İngiltere'de University Collage London bünyesindeki Nöroloji Enstitüsü'nden Prof. Dr. Peter Goadsby, migrenin bütün dünyada yaklaşık 240 milyon kişiyi etkileyen bir hastalık olduğunu belirterek, "Bu kişiler yılda 1.4 milyar migren atağı geçiriyor. Migren, genellikle başın bir tarafında gerçekleşen şiddetli, zonklayan bir ağrı olarak ortaya çıkıyor ve çoğunlukla bulantı, ses ve ışığa karşı hassasiyetle devam ediyor. Migren atakları, genellikle birkaç saatle birkaç gün arasında sürüyor ve kişinin günlük aktivitelerinin çoğunu engelleyebiliyor.
Hatta bazı kişiler ayağa kalkıp yürümekte, işe gitmekte, aile üyeleriyle ilişki kurmakta zorlanıyor. Bu nedenle migren, WHO tarafından 'özürlülük' olarak tanımlanan 20 hastalık içinde, körlükten sonra 7. sırada yer alıyor. WHO, şiddetli bir migren atağını, felç ve bunama kadar iş görmezliğe yol açan bir hastalık olarak sınıflanıyor. Migren sadece bir başağrısı değil, onun ötesinde bir rahatsızlık" dedi.
MİGRENLİ, HASTALIĞININ FARKINDA DEĞİL
Migrenin erkeklere oranla kadınlarda üç kat daha fazla görüldüğünü ifade eden Prof. Dr. Goadsby, "Migren kadınlarda yüzde 20, erkeklerdeyse yüzde 6-8 oranında görülür. Kadınlarda daha sık görülmesinin nedeni östrojen seviyesindeki dalgalanmalardan kaynaklanmaktadır. Avrupalı kadınların yüzde 30'u migren ağrısı çekmektedir" diye konuştu.
Migrenin gündelik hayatı son derece olumsuz etkilemesine rağmen, teşhis ve tedavi oranının düşük bir hastalık olduğuna dikkat çeken Prof. Dr. Goadsby,"Birçok insan migrenle birlikte yaşıyor ancak hasta olduğunun farkında değil. Çünkü migren ailesel bir hastalık olduğu için, ailede birçok kişi aynı ağrıları çekiyor. Migren hastası da, çektiği ağrının doğal bir baş ağrısı olduğunu düşünüyor. Hastaların yarısından daha azı teşhis edilebiliyor ve bunların yaklaşık yüzde 40'ı ağrılarını reçeteli ilaçlarla tedavi etme yolunu tercih ediyor.
Migrenin iyi tedavi edilebilmesi için, kişilerin önce hasta olduğunu bilmesi gerekiyor. Bu nedenle insanların bu konudaki bilincini artırmak gerekiyor. Hekimlerin migreni teşhis etmeleri konusunda da sorunlar yaşanıyor. Aslında sorulacak 3 basit soru migrenin teşhisini kolaylaştırır. Hastaya son 3 ayda başağrısı geçirdiniz mi?
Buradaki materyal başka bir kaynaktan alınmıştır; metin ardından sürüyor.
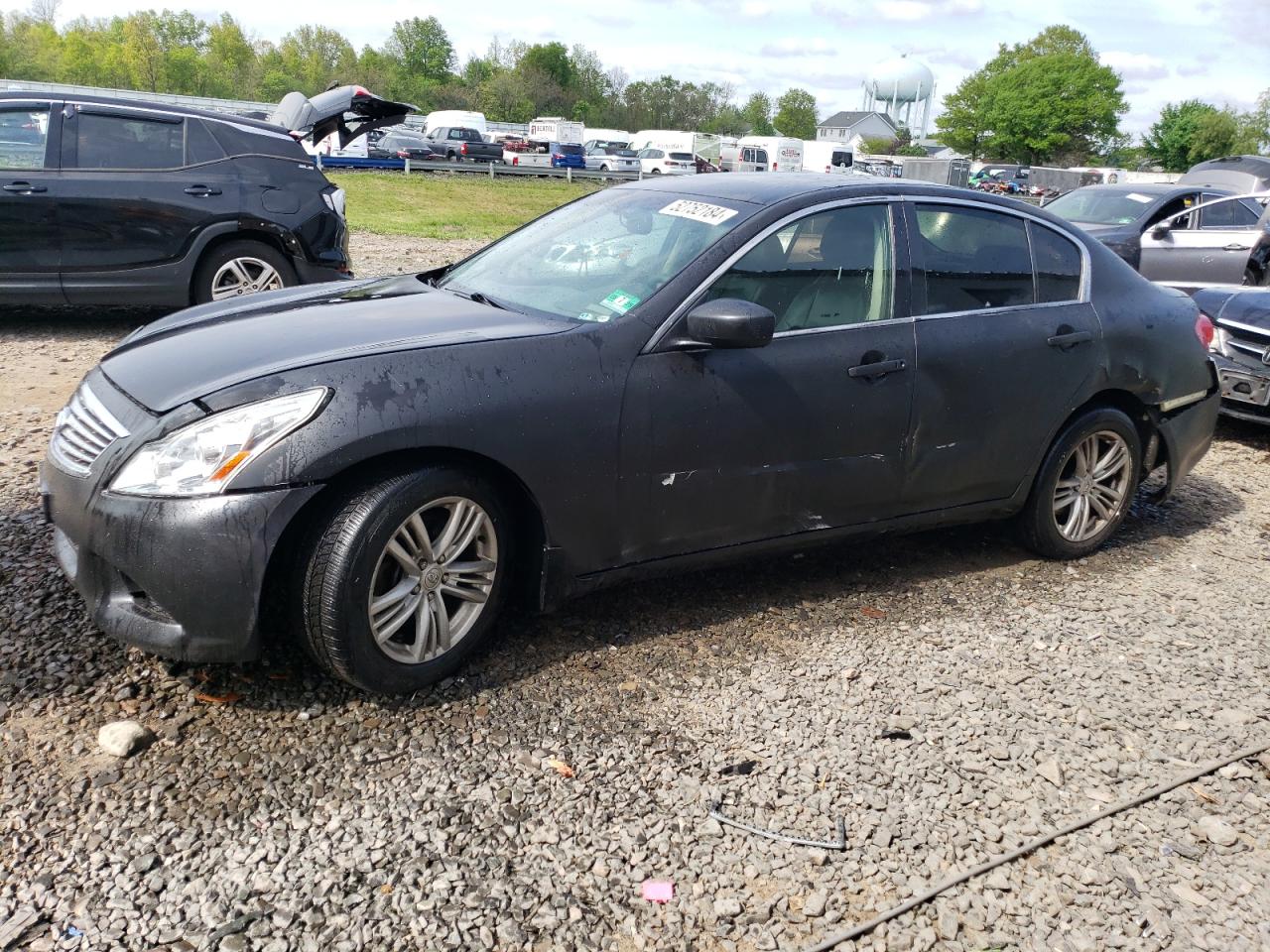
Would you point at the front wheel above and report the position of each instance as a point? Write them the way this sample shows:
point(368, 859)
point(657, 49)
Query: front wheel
point(405, 579)
point(1084, 486)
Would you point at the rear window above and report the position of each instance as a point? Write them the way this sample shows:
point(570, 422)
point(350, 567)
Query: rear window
point(23, 134)
point(128, 143)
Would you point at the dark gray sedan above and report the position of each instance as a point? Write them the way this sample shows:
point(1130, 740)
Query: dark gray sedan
point(654, 377)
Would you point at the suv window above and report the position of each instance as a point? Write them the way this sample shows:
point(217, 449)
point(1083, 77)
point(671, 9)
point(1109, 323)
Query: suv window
point(23, 134)
point(973, 259)
point(128, 143)
point(1058, 266)
point(826, 271)
point(1236, 213)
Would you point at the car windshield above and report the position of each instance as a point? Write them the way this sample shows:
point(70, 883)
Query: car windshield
point(597, 258)
point(1101, 207)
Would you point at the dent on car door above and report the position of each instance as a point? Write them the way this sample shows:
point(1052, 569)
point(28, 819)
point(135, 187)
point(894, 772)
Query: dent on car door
point(141, 185)
point(1006, 345)
point(30, 194)
point(733, 445)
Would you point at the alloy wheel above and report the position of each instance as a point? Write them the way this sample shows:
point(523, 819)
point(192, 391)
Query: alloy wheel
point(432, 580)
point(244, 276)
point(1092, 486)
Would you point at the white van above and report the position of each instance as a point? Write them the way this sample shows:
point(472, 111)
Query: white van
point(822, 155)
point(612, 139)
point(456, 117)
point(553, 128)
point(784, 154)
point(698, 144)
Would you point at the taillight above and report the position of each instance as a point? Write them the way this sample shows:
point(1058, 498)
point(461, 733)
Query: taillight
point(1205, 330)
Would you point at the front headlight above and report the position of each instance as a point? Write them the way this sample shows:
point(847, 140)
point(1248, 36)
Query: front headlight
point(202, 458)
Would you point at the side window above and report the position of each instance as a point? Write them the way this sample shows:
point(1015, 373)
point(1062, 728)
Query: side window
point(1058, 266)
point(23, 134)
point(973, 259)
point(826, 271)
point(1236, 213)
point(126, 143)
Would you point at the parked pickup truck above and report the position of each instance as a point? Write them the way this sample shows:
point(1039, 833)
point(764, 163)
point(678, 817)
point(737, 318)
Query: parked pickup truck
point(457, 145)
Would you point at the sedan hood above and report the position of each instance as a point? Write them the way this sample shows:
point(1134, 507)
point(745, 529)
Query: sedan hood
point(198, 352)
point(1250, 308)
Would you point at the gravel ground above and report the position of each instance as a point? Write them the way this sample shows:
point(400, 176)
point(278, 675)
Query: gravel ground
point(944, 693)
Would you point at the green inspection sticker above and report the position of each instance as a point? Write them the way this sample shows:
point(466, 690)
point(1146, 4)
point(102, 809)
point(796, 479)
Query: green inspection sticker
point(620, 301)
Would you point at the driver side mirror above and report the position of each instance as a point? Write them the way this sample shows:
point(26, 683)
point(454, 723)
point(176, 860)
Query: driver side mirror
point(731, 324)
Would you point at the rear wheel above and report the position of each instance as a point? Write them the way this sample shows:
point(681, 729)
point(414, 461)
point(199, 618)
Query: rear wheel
point(405, 579)
point(1084, 486)
point(239, 268)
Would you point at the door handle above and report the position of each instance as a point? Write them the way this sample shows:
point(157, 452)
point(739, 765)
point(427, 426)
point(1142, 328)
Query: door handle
point(1067, 339)
point(876, 368)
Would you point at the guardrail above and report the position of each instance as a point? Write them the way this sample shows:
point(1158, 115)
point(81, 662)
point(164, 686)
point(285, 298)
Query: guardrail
point(490, 169)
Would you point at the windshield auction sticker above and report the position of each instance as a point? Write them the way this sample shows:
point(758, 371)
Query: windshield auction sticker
point(698, 211)
point(620, 301)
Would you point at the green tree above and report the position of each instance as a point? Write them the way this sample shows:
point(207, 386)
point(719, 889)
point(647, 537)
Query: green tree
point(423, 49)
point(795, 114)
point(1173, 135)
point(757, 113)
point(1049, 99)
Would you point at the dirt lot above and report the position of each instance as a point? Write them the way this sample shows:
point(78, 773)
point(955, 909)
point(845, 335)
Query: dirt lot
point(944, 693)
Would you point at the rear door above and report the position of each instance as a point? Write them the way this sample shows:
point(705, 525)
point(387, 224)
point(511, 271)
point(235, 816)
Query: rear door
point(30, 191)
point(140, 185)
point(1003, 348)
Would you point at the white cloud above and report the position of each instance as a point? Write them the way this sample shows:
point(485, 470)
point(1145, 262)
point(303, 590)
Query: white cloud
point(1134, 66)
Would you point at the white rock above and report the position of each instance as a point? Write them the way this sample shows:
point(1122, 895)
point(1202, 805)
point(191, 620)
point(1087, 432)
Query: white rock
point(1216, 830)
point(123, 738)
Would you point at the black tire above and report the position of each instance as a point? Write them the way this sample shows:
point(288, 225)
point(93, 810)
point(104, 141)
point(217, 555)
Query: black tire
point(338, 567)
point(1038, 524)
point(245, 249)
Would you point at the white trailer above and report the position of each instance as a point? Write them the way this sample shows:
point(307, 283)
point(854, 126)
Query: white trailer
point(783, 154)
point(824, 155)
point(461, 118)
point(554, 128)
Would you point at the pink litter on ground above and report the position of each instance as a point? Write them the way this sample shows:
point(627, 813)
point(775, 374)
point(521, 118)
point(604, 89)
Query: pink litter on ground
point(658, 890)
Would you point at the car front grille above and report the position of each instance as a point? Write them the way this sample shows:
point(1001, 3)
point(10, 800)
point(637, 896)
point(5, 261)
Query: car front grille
point(82, 431)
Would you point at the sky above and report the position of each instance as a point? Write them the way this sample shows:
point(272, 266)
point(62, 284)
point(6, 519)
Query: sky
point(1165, 50)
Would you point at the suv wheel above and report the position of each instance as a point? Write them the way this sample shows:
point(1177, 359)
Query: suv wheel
point(405, 579)
point(1084, 486)
point(241, 268)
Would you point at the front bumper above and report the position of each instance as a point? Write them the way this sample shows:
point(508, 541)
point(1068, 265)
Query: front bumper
point(1242, 389)
point(181, 578)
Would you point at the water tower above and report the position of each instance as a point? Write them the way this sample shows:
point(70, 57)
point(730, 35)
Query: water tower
point(905, 90)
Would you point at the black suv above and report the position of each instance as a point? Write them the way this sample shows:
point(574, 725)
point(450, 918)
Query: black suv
point(116, 200)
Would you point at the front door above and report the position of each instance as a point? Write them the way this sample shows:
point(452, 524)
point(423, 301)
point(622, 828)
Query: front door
point(1206, 246)
point(807, 433)
point(140, 185)
point(1003, 349)
point(30, 191)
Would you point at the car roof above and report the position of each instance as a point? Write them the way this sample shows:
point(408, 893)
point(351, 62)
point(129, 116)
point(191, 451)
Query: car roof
point(139, 104)
point(770, 188)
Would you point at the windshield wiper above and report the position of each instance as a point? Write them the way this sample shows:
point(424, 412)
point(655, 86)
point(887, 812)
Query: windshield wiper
point(477, 298)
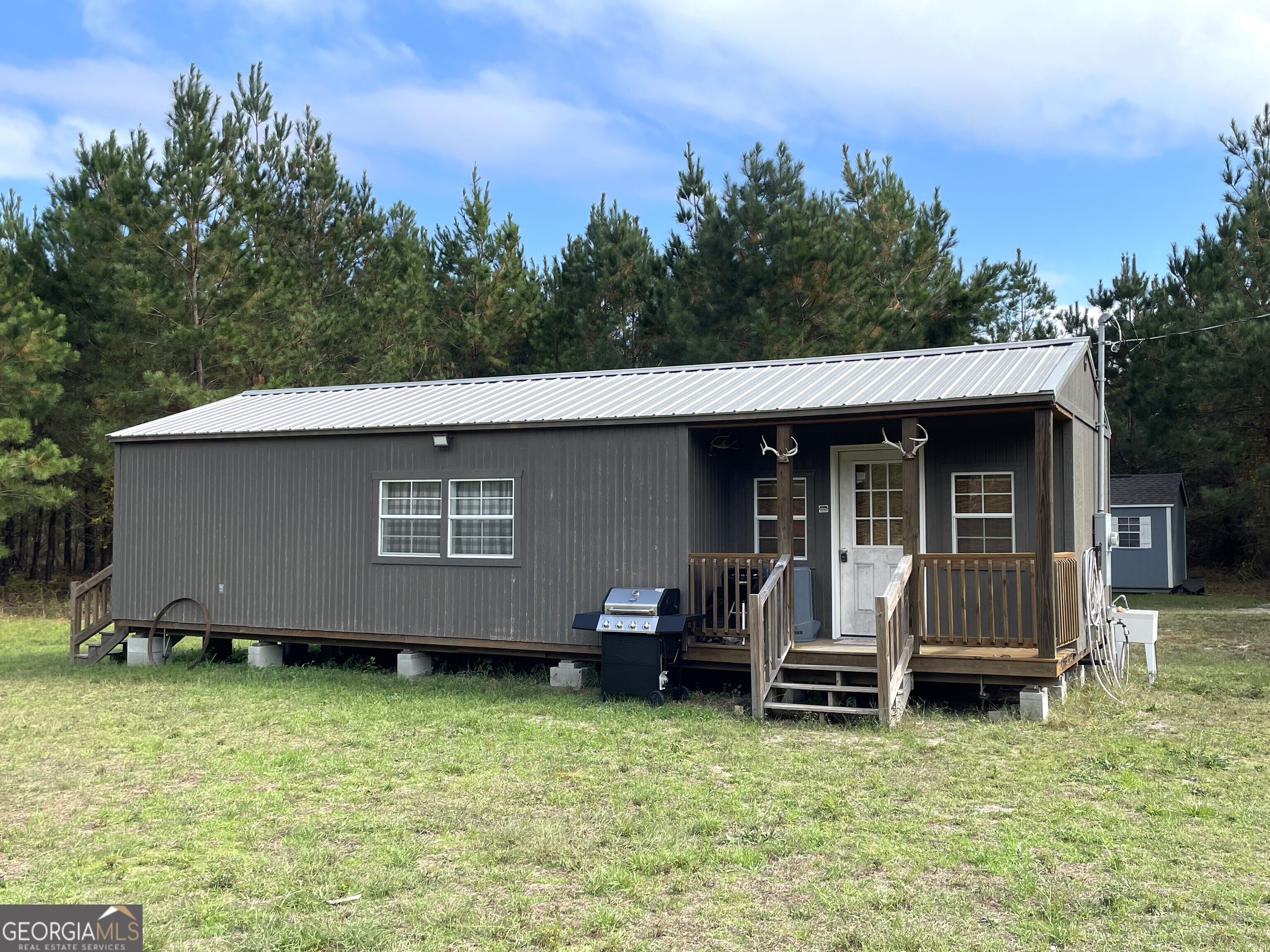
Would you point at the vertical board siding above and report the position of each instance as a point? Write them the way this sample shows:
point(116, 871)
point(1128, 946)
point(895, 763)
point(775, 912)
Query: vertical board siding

Beraberinde istiğfar ettiniz mi? Işık, ses ve hareketten rahatsız oldunuz mu? diye sorulabilir. Bu üç sorudan 2 sine 'evet' cevabı alıyorsanız, karşınızdaki kişi, yüzde 93 oranında migrendir. Migren tedavisine başlanmalıdır" açıklamalarında bulundu.
Ülkemizde yapılan bir çalışmaya göre, migren sıklığı Türkiye'de yüzde 16, İngiltere'de yüzde 15, İsviçre'de yüzde 13, Almanya'da yüzde 12 oranında görülüyor. Migrenin genetik yatkınlık nedeniyle bazı bölgelerde daha sık görüldüğünü söyleyen Prof. Dr. Goadsby, "Migrenin bazı ülkelerde daha sık görülmesinin nedeni genetik yatkınlıktır. Örneğin beyazlarda, zencilere oranla daha sık görülür" dedi.